Si M. B... demande que lui soient délivrés une habilitation aéroportuaire et le badge correspondant, il y a seulement lieu d’enjoindre à l’administration de procéder au réexamen de sa demande de renouvellement de son habilitation, dans un délai d’un mois à compter de la notification de la présente ordonnance. Il n’y a cependant pas lieu d’assortir cette injonction d’une astreinte.

Sur les frais d’instance :

Il y a lieu, dans les circonstances de l’espèce, de faire application des dispositions de l’article L. 761-1 du code de justice administrative et de mettre à la charge de l’Etat, partie perdante dans la présente instance, la somme de 1 000 euros au titre des frais exposés par M. B....


O R D O N N E :


Article 1er : L’exécution de la décision du 2 décembre 2025 par laquelle le préfet délégué pour la sécurité et la sûreté des plates-formes aéroportuaires de Paris a rejeté la demande de M. B... tendant au renouvellement de son habilitation d’accès aux zones de sûreté à accès réglementé des plates-formes aéroportuaires, ainsi que celle de la décision du 23 décembre 2025 rejetant son recours gracieux sont suspendues jusqu’à ce qu’il soit statué au fond sur leur légalité.

Article 2 : Il est enjoint au préfet délégué pour la sécurité et la sûreté des plates-formes aéroportuaires de Paris de procéder au réexamen de la demande d’habilitation de M. B..., dans un délai d’un mois à compter de la notification de l’ordonnance à intervenir.
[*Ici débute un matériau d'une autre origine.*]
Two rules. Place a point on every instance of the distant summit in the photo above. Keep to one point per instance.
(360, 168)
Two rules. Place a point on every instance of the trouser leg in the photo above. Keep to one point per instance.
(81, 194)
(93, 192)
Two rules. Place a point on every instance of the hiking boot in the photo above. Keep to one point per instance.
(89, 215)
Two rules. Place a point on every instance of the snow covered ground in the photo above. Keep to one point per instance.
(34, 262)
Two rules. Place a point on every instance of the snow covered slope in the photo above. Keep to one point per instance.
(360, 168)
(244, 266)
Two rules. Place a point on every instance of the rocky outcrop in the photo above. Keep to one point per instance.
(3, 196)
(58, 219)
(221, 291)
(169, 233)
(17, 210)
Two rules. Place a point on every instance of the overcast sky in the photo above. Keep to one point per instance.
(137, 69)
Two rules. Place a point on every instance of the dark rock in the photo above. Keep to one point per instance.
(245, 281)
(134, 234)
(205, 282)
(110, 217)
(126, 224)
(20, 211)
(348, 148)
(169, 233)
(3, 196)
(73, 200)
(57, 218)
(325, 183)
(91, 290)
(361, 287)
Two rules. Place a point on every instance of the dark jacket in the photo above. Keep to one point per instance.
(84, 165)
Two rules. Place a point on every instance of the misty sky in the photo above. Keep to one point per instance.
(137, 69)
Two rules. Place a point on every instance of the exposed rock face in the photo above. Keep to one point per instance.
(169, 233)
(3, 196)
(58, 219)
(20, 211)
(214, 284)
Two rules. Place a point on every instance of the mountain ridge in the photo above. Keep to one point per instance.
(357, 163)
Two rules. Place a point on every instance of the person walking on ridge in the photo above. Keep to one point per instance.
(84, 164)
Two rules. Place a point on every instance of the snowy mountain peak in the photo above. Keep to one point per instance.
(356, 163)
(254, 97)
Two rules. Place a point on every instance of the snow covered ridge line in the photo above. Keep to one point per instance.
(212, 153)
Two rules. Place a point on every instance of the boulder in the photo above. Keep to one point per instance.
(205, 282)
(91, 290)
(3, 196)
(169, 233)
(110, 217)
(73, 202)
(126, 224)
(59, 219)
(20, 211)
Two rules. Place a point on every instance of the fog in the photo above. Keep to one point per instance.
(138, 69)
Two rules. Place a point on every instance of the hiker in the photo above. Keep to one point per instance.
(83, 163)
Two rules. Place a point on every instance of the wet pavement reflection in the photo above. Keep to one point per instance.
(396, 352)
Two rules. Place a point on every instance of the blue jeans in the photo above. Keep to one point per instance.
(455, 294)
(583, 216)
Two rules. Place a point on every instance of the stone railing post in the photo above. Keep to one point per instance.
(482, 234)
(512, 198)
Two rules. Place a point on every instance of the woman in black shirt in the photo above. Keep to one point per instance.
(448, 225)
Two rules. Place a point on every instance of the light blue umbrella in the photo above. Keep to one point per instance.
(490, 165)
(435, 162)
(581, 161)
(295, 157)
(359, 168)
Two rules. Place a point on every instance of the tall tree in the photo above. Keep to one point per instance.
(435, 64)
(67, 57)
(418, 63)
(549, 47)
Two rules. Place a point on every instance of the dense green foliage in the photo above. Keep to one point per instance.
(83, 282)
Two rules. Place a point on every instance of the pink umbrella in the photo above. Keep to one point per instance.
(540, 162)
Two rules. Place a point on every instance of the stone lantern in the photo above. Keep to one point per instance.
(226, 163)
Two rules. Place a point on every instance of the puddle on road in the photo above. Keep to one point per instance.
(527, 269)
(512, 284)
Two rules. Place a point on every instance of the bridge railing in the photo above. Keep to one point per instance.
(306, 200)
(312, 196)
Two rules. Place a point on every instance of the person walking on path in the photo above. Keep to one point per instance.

Article 3 : L’Etat versera à M. B... une somme de 1 000 euros au titre de l’article L. 761-1 du code de justice administrative.

Article 4 : Le surplus des conclusions de la requête est rejeté.

Article 5 : La présente ordonnance sera notifiée à M. A... B... et au ministre de l’intérieur.

Copie en sera adressée au préfet de police.


Fait à Montreuil, le 29 janvier 2026.


Le juge des référés,



T. Breton


La République mande et ordonne au ministre de l’intérieur, en ce qui le concerne et à tous commissaires de justice à ce requis en ce qui concerne les voies de droit commun contre les parties privées, de pourvoir à l’exécution de la présente décision.